The religious right likes to harp on the idea that The Bible defines marriage as the sacred union between "one man and one woman". I defy anyone to find a passage from the Old Testament or a "quote" from Jesus that makes this distinction.
Let me save you some time. There aren't any.
There are some scattered references in the latter books of the New Testament that weigh in on the subject of marriage. But the Old Testament Jehovah and the New Testament Jesus never mention the subject.
In fact, the patriarch of monotheism, Abram/Abraham, the source of Judaism, Christianity and Islam, built his fortune pimping out his wife to various wealthy landed men in exchange for real estate, only to later expose the fraud, keep the land, and move on to the next sucker.
He was a con man who treatd his wife like a whore for his own profit! This was who Yahweh picked as "his main guy". His "chosen one". Was that a marriage between "one man and one woman"?
I seem to recall other Old Testament patriarchs having multiple wives, concubines and slaves with whom they had offspring. Were those arrangements marriages between "one man and one woman"?
Christians like to point out that the arrival and crucifixion of Jesus was like a renegotiation of the contract between God and man.
O.K., fine. Find me one quote...just one...anywhere in the New Testament, where Jesus himself defines the terms of marriage. He doesn't. There aren't any.
We need to separate legal rights from sacred sanction without creating 2nd class citizens.

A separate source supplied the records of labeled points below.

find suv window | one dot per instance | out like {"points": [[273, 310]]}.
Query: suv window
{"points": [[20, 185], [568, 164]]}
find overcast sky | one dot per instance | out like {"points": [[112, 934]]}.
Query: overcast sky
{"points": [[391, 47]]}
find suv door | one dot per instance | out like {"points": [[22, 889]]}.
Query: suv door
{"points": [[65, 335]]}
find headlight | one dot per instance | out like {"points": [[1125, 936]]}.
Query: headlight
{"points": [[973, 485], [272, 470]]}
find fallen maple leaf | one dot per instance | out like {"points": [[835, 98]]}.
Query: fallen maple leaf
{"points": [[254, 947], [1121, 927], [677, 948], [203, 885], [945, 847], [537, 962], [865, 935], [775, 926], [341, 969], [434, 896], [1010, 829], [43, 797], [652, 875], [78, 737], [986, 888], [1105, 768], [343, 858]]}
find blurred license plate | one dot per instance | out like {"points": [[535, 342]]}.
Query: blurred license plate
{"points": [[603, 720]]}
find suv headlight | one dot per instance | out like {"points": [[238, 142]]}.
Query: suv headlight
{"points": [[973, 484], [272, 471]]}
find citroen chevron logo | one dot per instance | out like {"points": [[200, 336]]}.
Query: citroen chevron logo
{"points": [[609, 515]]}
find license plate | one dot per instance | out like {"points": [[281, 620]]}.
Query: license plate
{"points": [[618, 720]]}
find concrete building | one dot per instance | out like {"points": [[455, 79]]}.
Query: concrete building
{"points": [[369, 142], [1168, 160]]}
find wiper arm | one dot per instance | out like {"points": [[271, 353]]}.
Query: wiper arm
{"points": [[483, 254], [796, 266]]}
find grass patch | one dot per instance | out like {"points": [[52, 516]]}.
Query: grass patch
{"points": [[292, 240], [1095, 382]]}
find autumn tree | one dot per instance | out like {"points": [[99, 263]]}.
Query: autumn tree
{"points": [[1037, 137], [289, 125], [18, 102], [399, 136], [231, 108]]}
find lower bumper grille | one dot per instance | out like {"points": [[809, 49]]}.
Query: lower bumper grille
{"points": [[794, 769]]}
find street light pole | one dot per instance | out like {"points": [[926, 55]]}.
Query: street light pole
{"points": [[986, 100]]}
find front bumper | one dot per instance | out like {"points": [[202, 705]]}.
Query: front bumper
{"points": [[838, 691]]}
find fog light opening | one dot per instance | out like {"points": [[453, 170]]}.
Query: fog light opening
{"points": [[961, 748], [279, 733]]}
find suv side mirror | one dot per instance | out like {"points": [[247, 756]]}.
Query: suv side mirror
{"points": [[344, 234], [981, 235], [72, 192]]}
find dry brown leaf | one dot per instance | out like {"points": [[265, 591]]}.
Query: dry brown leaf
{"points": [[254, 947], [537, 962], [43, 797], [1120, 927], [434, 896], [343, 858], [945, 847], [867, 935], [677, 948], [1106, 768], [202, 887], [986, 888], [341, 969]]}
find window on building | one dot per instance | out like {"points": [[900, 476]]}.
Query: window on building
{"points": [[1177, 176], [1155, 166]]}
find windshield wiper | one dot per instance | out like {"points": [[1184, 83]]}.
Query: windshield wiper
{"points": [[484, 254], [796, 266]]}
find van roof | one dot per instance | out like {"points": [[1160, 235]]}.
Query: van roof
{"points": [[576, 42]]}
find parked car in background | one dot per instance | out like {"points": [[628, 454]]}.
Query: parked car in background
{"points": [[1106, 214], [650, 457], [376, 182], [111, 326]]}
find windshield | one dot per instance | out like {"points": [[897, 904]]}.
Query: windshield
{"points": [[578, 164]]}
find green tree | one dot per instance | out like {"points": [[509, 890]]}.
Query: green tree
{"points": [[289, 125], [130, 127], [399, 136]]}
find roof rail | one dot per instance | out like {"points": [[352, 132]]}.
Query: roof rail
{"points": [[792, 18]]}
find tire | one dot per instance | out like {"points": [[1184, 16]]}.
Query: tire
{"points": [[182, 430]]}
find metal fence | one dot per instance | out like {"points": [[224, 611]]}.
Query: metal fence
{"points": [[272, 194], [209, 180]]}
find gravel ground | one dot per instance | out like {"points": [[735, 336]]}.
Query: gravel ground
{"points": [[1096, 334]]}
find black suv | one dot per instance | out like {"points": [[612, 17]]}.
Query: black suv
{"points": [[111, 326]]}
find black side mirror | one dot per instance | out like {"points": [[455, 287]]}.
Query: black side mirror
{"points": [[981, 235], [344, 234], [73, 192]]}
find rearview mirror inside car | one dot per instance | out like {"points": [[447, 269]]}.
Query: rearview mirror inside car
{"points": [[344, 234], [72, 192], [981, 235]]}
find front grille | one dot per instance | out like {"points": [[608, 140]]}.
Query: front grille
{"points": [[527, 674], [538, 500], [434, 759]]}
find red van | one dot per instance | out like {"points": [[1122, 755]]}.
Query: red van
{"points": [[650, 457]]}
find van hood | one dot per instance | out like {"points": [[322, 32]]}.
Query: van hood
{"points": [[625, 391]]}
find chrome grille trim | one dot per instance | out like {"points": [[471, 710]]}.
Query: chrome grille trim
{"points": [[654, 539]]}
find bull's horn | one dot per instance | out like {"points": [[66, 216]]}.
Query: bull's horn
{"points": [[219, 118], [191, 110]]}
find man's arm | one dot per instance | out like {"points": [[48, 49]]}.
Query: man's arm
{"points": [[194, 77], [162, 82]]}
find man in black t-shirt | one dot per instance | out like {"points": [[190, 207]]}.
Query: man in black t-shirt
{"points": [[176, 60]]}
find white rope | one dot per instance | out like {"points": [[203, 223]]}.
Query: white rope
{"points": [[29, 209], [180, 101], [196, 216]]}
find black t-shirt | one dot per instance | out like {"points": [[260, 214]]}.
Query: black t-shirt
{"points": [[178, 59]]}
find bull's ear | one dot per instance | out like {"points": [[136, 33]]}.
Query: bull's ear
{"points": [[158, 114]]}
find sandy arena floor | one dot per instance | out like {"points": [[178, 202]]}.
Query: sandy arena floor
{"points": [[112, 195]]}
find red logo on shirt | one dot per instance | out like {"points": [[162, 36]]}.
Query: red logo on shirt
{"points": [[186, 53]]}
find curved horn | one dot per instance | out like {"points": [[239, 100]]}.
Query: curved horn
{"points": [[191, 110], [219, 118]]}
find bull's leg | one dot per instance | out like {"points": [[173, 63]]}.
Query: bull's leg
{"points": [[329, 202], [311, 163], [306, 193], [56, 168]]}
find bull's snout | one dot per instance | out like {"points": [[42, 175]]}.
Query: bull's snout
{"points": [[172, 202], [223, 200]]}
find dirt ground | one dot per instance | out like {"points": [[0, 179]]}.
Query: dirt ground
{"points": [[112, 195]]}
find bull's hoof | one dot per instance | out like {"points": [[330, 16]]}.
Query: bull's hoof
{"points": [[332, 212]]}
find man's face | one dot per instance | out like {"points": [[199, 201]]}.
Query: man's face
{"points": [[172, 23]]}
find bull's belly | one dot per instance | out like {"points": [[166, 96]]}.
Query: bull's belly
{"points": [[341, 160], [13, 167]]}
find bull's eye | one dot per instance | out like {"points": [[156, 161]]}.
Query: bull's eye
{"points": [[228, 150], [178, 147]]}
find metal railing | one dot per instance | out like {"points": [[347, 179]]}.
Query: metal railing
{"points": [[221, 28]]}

Marriage, as an institution, is not defined by religious text. It is defined by legal text and precedent.
THE XO PLAN
States should define "marriage" as a secular, legal, bonding between two consenting, unrelated (outside of a defined parameter) adults that endows both parties with all of the traditional and legal privileges of any other marriage sanctioned by the state.
It should be a marriage. Not a civil union, but an actual marriage in the eyes and nomenclature of the state and just as binding by state and federal law as any other marriage. The defining certification is made by a civil official.
A separate ceremony, call it a Sacred Marriage or Eternal Bonding...whatever, may at the discretion of a religious institution be performed. It should carry all of the same legal weight and privileges as a civil ceremony. Religious institutions are completely free to make their own determinations based on their own scriptures and dogma as to what sort of unions they will grant their blessings. This determination may not, under any circumstances, be usurped by any government.
The secular laws determine what constitutes a marriage in legal terms and, by federal law, must be recognized and respected in all states. These laws must include both civil and sacred ceremonies.
The individual religious communities are free to define what they consider to be a valid marriage according to their standards and may impose whatever restrictions (giving communion, baptism, excommunication, etc.) as they see fit.
A couple may choose to have just a civil marriage, just a religious marriage, or both.
But they would all be equally binding marriages under state and federal law and they would all have the exact same benefits and privileges to both parties.
When it comes to determining rights in a court of law, it wouldn't matter if they had a secular marriage, a religous marriage, or both. All would be equal in the eyes of the law.
How could this possibly hurt or pose a threat to anyone?